Monday, December 13, 2010

Lecture #27: Network Dynamics


Lecture is about network dynamics, briefly, analysis of the changes that occur
in the network in time. These changes include appearance and disappearance of nodes,
links and also some aggregate metrics of the network. In addition to the analysis
of the known changes, network dynamics deals with predictions about future changes
in the network, like formation and dropping of new edges.

First study mentioned in the class was "Empirical Analysis of an Evolving Social Network".
Paper analyzes a university e-mail network. Ties are weighted with the number of messages
within the last 60 days between the pairs. One major result is that, individuals sharing at
least one class are 3-times more likely to start emailing each other if they have an email contact
in common. Probability significantly increases as number of ties or shared classes increase.
Next part was about the Team Assembly Mechanisms and Evolution of Affiliation Network
Related to Social Network. Examples studies in this field are Broadway Musical Industry and
Collaboration Networks in different sciences. Interesting findings can be summarized as follows;
If your friends join, so will you.
Cliquish communities grow more slowly.

Second part of the lecture was about the results of the affects described in the first.
As the nodes and links change over time, how does the degree distribution,
clustering coefficient and average shortest path change. Graph Densification is analyzed
for physics citations, patent citations, autonomous systems and affiliation networks.
A mathematical model is given. The main result is that number of edges are growing faster
than nodes, so average degree is increasing. Similar studies are carried out for the
diameter change.

In the final part, possible explanation of densification, community structure and difficulty of cross linking, and forest fire model is discussed.

Tuesday, December 7, 2010

Lecture #26: Percolation and Network Resilience

This lecture’s topic was percolation and network resilience. We want to answer the questions of if a given fraction of nodes or edges are removed from a network , how large the connected components are or what the average distance between nodes in the components is. While removing nodes or edges we should consider some points. In bond percolation each edge is removed with probability (1-p). Causing the most damage to the network with the removal of the fewest edges is targeted attack. Usually edges with high betweenness are the targets to make the most damage to network.
Percolation threshold in an Erdos-Renyi graph is the point at which the giant component emerges.
Another fact about the resilience is scale-free networks are resilient with respect to random attacks. However they are not resilient against targeted attacks. Removal of successfully chosen a small number of nodes may cause many more nodes (their neighbors) to be disconnected to the network.
In power grid structural networks each node has a load and a capacity that says how much load it can tolerate. When a node is removed from the network its load is distributed to the remaining nodes. If the load of a node exceeds its capacity then the node fails. Hence we can conclude that network resilience depends on topology of the network.
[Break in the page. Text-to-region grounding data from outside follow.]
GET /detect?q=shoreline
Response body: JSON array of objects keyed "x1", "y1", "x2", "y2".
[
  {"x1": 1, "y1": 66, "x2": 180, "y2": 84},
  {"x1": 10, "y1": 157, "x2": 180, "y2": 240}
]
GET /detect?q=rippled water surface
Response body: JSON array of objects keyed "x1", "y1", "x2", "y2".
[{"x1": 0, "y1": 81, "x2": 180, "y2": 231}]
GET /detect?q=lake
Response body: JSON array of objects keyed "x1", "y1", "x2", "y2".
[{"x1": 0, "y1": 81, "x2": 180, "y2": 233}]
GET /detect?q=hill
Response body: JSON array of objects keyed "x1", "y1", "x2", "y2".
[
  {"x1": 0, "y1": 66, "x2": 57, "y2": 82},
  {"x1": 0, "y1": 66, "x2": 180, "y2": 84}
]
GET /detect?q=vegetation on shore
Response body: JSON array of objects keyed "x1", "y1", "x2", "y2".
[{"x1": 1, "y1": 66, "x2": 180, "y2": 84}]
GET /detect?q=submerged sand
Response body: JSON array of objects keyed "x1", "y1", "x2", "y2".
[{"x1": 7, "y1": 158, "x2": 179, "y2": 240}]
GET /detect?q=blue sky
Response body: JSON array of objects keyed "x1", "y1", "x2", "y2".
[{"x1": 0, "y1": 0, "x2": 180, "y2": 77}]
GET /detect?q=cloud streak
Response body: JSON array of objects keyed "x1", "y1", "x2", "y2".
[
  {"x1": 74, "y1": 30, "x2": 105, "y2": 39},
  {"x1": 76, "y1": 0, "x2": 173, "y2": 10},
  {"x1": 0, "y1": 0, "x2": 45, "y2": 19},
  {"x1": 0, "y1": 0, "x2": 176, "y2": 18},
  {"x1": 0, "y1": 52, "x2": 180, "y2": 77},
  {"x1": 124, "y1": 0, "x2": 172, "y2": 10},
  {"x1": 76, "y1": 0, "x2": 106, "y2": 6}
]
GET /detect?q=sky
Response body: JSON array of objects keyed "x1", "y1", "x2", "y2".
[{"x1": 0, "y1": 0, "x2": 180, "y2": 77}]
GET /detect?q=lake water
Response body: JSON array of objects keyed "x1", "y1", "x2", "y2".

Colloquium: Epidemic Spreading in Social Networks by Dr Kitsak/December 2nd 2010

The colloquium topic was information diffusion in networks. Dr. Kitsak mentioned about diseases that spread very fast and killed lots of people in the past and recent years also. The most important point here is to understand how information (or disease) spreads based on network structure and what strategies can be applied to overcome the diseases very fast.There are many things that can influence the spread of information within a network. The three main factors in diffusion are network structure (degree distribution, clustering, connected components, etc.), strength of ties (frequency of communication and strength of influence), and spreading agents. A strong tie can be defined by frequent contact, affinity, or having many mutual contacts.

Dr. Kitsak also mentioned three key models for infection. These are SI, SIS and SIR. SIR stands for Susceptible -> Infected -> Removed/Recovered. Each node in the network can be classified by one of these terms in the SIR model. If a node is susceptible, then it can be infected. An infected node is self-explanatory. A removed node means it was infected and removed from the network. Or, a node can recover and build a natural immunity. The SI model is simply Susceptible -> Infected. The definitions remain the same, but a node is unable to recover and therefore remains infected. The SIS model is Susceptible ->Infected -> Susceptible. One of the important network structure that disease can be spread is worldwide airport network. Dr. Kitsak also mentioned about network immunization. One vaccine strategy may be instead of vaccinating all people vaccinate a threshold part so the community can be divided into clusters and virus can't jump to clusters. Dr. Kitsak also told that our community is scale free network.

So who are the most influential spreader in the network?K-shell is the most robust spreading efficiency indicator. So if we want a disease spread quickly we should find different K-shells at different places in the world.As a conclusion Dr. Kitsak pointed out these factors:

1-Almost no epidemic threshold in Scale-Free Networks.
2- Efficient Immunization Strategy: Immunize at least critical fraction fc of nodes so that only isolated clusters of susceptible individuals remain.
3- Immunization strategy is not reciprocal to spreading strategy.
4-Influential spreaders (not necessarily hubs) occupy the innermost k-cores.

Monday, December 6, 2010

Metric computations tools

I have uploaded two tools to computer basic network metric under Course Content. These are useful if you have very large networks that Pajek can not process.

One of the tools is just for betweenness centrality and the other includes a set of metrics and also draws results of some.